The Ontario Court of Appeal has recognized a new legal claim for invasion of a person's right to privacy – the right to seclusion of one's private affairs from the public eye.

In that case, the plaintiff and defendant worked for the same bank. The defendant became involved with the plaintiff's former husband. She used her work computer to access the plaintiff's bank records at least 174 times over a four-year period, without the plaintiff's knowledge or consent. The plaintiff sued for invasion of privacy and breach of fiduciary duty, seeking $20,000 in punitive and exemplary damages. The lower court dismissed her claims. It held there was no claim of invasion of privacy under Ontario law. (Unlike some other provinces, Ontario does not have legislation that creates a statutory claim for breach of privacy.) It found the defendant owed the plaintiff no fiduciary duty. The plaintiff appealed on the privacy issue only.

The Court of Appeal examined at length the nature of breach of privacy claims and how the concept of privacy is treated in different Canadian and other common law jurisdictions. The Court highlighted the long-standing existence of several privacy-related torts in the United States, as well as legal commentary from the Supreme Court of Canada and elsewhere in Canada on privacy as a key value of Canadian society. The Court further noted that while some provinces (British Columbia being one of them) have enacted privacy legislation creating statutory claims for breach of privacy, in general that legislation is vague about what qualifies as a compensable breach. Therefore, there was room for the common law to fill in legislative gaps. Technological advances and the proliferation of other legal efforts to protect privacy of information (such as legislation limiting what organizations can do in collecting and using personal information) were referred to as part of the rationale for the extension of protection of privacy.

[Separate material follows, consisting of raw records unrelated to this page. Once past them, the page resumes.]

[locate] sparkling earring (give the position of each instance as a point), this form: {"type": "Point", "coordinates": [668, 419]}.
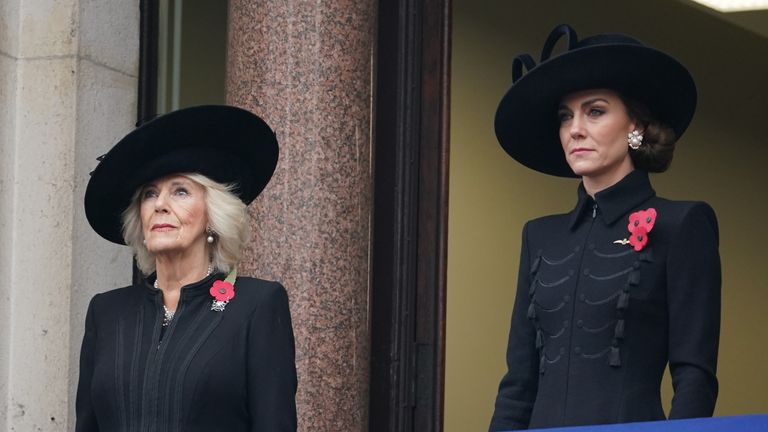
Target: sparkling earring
{"type": "Point", "coordinates": [635, 140]}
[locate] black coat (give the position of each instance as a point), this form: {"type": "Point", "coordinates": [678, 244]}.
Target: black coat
{"type": "Point", "coordinates": [206, 371]}
{"type": "Point", "coordinates": [595, 322]}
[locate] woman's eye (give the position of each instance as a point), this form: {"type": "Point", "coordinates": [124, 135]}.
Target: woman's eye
{"type": "Point", "coordinates": [596, 112]}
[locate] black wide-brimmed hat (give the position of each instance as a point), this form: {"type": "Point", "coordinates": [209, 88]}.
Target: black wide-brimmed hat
{"type": "Point", "coordinates": [526, 120]}
{"type": "Point", "coordinates": [227, 144]}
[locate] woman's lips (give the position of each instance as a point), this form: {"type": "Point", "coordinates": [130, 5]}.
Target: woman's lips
{"type": "Point", "coordinates": [162, 227]}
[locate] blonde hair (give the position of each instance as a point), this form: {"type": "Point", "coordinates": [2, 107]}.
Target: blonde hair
{"type": "Point", "coordinates": [227, 219]}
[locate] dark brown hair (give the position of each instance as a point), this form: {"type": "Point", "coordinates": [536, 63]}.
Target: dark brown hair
{"type": "Point", "coordinates": [655, 154]}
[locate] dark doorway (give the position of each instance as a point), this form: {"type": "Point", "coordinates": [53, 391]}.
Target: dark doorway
{"type": "Point", "coordinates": [410, 216]}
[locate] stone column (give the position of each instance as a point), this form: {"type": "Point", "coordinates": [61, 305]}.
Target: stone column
{"type": "Point", "coordinates": [306, 68]}
{"type": "Point", "coordinates": [68, 76]}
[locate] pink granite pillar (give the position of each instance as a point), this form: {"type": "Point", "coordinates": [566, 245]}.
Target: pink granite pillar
{"type": "Point", "coordinates": [305, 67]}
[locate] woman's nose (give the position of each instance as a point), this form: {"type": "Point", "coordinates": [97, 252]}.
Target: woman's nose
{"type": "Point", "coordinates": [577, 128]}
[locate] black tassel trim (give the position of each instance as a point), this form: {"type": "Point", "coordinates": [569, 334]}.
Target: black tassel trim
{"type": "Point", "coordinates": [623, 302]}
{"type": "Point", "coordinates": [536, 263]}
{"type": "Point", "coordinates": [619, 331]}
{"type": "Point", "coordinates": [614, 358]}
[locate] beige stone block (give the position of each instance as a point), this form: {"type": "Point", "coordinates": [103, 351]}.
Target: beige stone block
{"type": "Point", "coordinates": [109, 33]}
{"type": "Point", "coordinates": [9, 27]}
{"type": "Point", "coordinates": [106, 111]}
{"type": "Point", "coordinates": [41, 245]}
{"type": "Point", "coordinates": [7, 106]}
{"type": "Point", "coordinates": [47, 28]}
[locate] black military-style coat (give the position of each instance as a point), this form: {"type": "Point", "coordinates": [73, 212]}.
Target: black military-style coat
{"type": "Point", "coordinates": [228, 371]}
{"type": "Point", "coordinates": [595, 322]}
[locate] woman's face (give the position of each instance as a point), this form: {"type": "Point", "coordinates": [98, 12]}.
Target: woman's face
{"type": "Point", "coordinates": [594, 125]}
{"type": "Point", "coordinates": [173, 215]}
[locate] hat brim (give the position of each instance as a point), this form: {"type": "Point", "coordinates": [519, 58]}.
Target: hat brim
{"type": "Point", "coordinates": [526, 120]}
{"type": "Point", "coordinates": [227, 144]}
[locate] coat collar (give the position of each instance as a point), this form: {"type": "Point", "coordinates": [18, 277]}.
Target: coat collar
{"type": "Point", "coordinates": [614, 201]}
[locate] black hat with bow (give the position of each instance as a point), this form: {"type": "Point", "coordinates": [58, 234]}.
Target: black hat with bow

To make a claim in Ontario for breach of privacy on the basis of "intrusion upon seclusion" (the precise claim the Court created), a plaintiff must prove the following:

1. the defendant's conduct was intentional or reckless;

2. the defendant invaded the plaintiff's private affairs without lawful justification; and

3. a reasonable person would regard the invasion as highly offensive and causing distress, humiliation or anguish.

In terms of damages, a plaintiff need not show any economic loss (though economic loss can be recovered if suffered). Rather, damages will generally be based on:

1. the nature, incidence and occasion of the wrongful act;

2. the effect of the act on the plaintiff's health, welfare and social, business or financial position;

3. any prior relationship between the parties;

4. any distress, annoyance or embarrassment suffered by the plaintiff as a result of the act; and

5. the conduct of the parties before and after the act, including any attempt to make amends.

These factors are difficult to quantify. Damages in Canadian privacy cases have ranged from $500 for nominal breaches up to $50,000 in cases of egregious conduct. The Court settled on a range of up to $20,000 in general damages for breach of privacy claims and awarded $10,000 in this case, with no award for punitive or aggravated damages. The impact of this development on privacy law in practice remains to be seen. First, Ontario courts had in the past allowed claims that were, in substance, breach of privacy claims, without going so far as to put them in a new category. Of course, a remedy for these kinds of claims was potentially available in provinces such as BC through legislation.

Second, statutory breach of privacy claims are not particularly common and there is currently nothing to suggest this new claim will be any more popular. Third, the damages that can be recovered are not likely to be significant (though involvement in a lawsuit can be costly).

Further, privacy rights are limited. The Ontario Court of Appeal in this case recognized that claims for protection of privacy may be at odds with other legitimate claims, such as freedom of expression and freedom of the press. The right to privacy may have to yield to those other claims. The Court referred back to an earlier Supreme Court of Canada decision that the protections available to persons who communicate facts that the public has an interest in knowing should be broad.